The director of Memorial’s School of Music, Dr. Tom
Gordon, is especially proud of the tours.
“There are numerous motivations for us to do these
every year,” he said. “It is very rewarding
to get out around the province and share what we are doing.”
Dr. Gordon explained that it is part of a musician’s
training to deliver concerts in unfamiliar places and to
have the opportunity to repeat performances for audiences
of different ages and interests. And, part of being a musician
is to offer that touring experience to others.
Recruitment is another reason for the musical tours. Dr.
Gordon said that after every great show there is almost
always interest from prospective students who want to come
back and be a part of what the music school is doing. And
touring offers the opportunity to learn from the people
the students perform for and with. The meeting of Memorial’s
percussion ensemble, The Scruncheons and the Nain Drum Dancers
group is an excellent example of such learning.
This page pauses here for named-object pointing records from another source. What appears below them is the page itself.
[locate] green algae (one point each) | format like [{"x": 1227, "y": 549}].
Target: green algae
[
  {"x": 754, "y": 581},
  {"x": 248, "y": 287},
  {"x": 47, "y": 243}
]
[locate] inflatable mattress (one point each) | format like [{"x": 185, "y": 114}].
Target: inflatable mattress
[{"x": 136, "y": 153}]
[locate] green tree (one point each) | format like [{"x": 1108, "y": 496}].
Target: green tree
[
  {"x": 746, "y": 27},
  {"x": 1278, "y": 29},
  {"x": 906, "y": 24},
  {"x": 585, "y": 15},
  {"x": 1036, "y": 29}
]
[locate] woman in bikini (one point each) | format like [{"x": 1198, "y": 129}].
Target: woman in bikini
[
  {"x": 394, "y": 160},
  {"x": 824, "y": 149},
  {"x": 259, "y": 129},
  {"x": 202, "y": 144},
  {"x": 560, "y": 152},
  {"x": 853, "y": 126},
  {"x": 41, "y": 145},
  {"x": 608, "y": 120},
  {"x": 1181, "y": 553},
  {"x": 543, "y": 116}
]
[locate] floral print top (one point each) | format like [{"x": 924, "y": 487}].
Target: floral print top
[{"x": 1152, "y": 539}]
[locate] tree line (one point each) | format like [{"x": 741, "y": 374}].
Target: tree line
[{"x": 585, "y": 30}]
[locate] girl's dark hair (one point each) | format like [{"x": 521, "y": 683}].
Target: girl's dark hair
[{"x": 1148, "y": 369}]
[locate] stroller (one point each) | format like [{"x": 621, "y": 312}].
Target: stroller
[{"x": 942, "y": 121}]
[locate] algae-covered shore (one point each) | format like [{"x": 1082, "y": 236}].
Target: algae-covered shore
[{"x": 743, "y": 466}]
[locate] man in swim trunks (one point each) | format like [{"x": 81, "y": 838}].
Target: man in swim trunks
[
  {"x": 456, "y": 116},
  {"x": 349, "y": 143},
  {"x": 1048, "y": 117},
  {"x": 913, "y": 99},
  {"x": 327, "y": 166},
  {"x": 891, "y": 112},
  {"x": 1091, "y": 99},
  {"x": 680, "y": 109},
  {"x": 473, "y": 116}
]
“Our students learned how to do Inuit drumming and
drum dancing and the others learned how to make instruments
in the style of The Scruncheons. Together they had a fantastic
time,” said Dr. Gordon.
Since the fall, MUN ensembles, like the Wreckhouse Winds,
have embarked on tours across the province’s network
of Arts and Culture Centres. The Scruncheons were guest
artists at this year’s Labrador Creative Arts Festival
and the Opera Road Show made the trek to schools on the
Bonavista peninsula for a tour that included six performances
of The Three Little Pigs using the music of Mozart.
Dr. Gordon is especially proud of the personal interaction
aspect of the tours. He says it is very rare for Memorial
students to give just a concert and leave. “Most of
the time when we go on tour we make it a point to visit
the schools personally. We have clinics and classes with
younger musicians and/or community musicians,” explained
Dr. Gordon. “It’s the whole package, our chance
to engage with musicians in the community.”
Memorial’s School of Music students also have several
events still pending: the concert band and chamber choir
will travel to central Newfoundland during mid-term break,
while the Saxaphone Quintet and Brass Quintet have planned
a complete provincial tour starting the last day of exams.
Memorial’s String Quartet has plans to travel out-of-province
to Toronto. “It is our obligation as the School of
Music in the province’s only university,” said
Dr. Gordon. “But it is also our privilege to share
our musical talent and richness of our culture.”